Download and installation

Install dependencies (GMP nad netlink):

root# apt install libgmp3-dev
root# apt install libnl-3-dev libnl-route-3-dev

Download sources and compilation:

root# git clone  https://github.com/grzesieklog/ifrtstat.git
root# cd ifrtstat/
root# make
root# cp -v ifrtstat /usr/local/bin/

System network stack performance test

root1# nc -vlp 4567 > /dev/null

root2# dd if=/dev/zero bs=4096 count=500000000 | nc -nv 127.0.0.1 4567

$ ifrtstat lo -ct
...
lo[4m59] Sum rx 0 bit tx 0 bit Cur rx 0 bit/s tx 0 bit/s
lo[5m00] Sum rx 795.401 Mb tx 795.401 Mb Cur rx 795.401 Mb/s tx 795.401 Mb/s
lo[5m01] Sum rx 4.135 Gb tx 4.135 Gb Cur rx 3.339 Gb/s tx 3.339 Gb/s
lo[5m02] Sum rx 7.332 Gb tx 7.332 Gb Cur rx 3.196 Gb/s tx 3.196 Gb/s
lo[5m03] Sum rx 10.506 Gb tx 10.506 Gb Cur rx 3.174 Gb/s tx 3.174 Gb/s
lo[5m04] Sum rx 13.633 Gb tx 13.633 Gb Cur rx 3.126 Gb/s tx 3.126 Gb/s
lo[5m05] Sum rx 16.766 Gb tx 16.766 Gb Cur rx 3.133 Gb/s tx 3.133 Gb/s
lo[5m06] Sum rx 19.634 Gb tx 19.634 Gb Cur rx 2.867 Gb/s tx 2.867 Gb/s
lo[5m07] Sum rx 22.790 Gb tx 22.790 Gb Cur rx 3.156 Gb/s tx 3.156 Gb/s
lo[5m08] Sum rx 26.369 Gb tx 26.369 Gb Cur rx 3.579 Gb/s tx 3.579 Gb/s
lo[5m09] Sum rx 29.786 Gb tx 29.786 Gb Cur rx 3.416 Gb/s tx 3.416 Gb/s

...

What's the deal with counter overflow?

In Linux like other operating system network interface counter is a normal int 64-bit value. It max value is 18446744073709551615. It is around 18 exabyte (EB).

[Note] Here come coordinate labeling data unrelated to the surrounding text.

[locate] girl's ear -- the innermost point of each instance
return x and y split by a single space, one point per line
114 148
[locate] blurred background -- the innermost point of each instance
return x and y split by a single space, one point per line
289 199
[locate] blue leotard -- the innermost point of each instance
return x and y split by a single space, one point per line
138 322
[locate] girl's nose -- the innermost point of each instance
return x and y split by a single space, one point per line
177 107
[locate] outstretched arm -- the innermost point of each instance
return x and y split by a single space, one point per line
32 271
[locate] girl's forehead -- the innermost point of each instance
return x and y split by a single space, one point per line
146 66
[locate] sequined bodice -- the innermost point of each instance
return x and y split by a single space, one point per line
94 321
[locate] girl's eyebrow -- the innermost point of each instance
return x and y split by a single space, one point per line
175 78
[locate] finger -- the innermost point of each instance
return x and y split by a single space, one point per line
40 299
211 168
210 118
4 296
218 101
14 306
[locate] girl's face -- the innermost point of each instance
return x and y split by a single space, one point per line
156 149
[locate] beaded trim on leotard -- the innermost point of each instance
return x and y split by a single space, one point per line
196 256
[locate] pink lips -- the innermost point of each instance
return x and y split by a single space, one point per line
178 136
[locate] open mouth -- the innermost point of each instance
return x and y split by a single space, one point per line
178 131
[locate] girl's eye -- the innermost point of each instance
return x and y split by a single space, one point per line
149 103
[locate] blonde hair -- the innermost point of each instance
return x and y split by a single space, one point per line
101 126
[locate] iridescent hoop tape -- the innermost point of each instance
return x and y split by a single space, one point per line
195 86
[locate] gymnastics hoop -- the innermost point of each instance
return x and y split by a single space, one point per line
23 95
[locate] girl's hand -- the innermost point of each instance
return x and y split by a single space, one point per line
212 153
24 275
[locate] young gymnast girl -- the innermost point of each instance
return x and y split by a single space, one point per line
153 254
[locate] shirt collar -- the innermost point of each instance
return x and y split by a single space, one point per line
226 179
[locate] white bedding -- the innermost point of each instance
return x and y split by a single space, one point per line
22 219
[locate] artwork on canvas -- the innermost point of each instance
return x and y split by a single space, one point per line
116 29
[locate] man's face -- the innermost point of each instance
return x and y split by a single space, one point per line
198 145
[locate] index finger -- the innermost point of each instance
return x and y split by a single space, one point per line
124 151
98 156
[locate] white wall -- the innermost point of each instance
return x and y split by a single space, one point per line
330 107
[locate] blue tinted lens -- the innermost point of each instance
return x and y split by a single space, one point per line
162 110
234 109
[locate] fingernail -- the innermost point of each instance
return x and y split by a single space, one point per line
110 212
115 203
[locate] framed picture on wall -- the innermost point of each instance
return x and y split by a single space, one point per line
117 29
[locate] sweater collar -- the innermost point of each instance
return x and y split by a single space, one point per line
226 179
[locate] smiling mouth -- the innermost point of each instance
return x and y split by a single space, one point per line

When our system send more data via interface this counter will rewind and start again form 0. At this moment we lost total data rx/tx sum form network interface counted form system start up.

For that reason we use big number library GMP.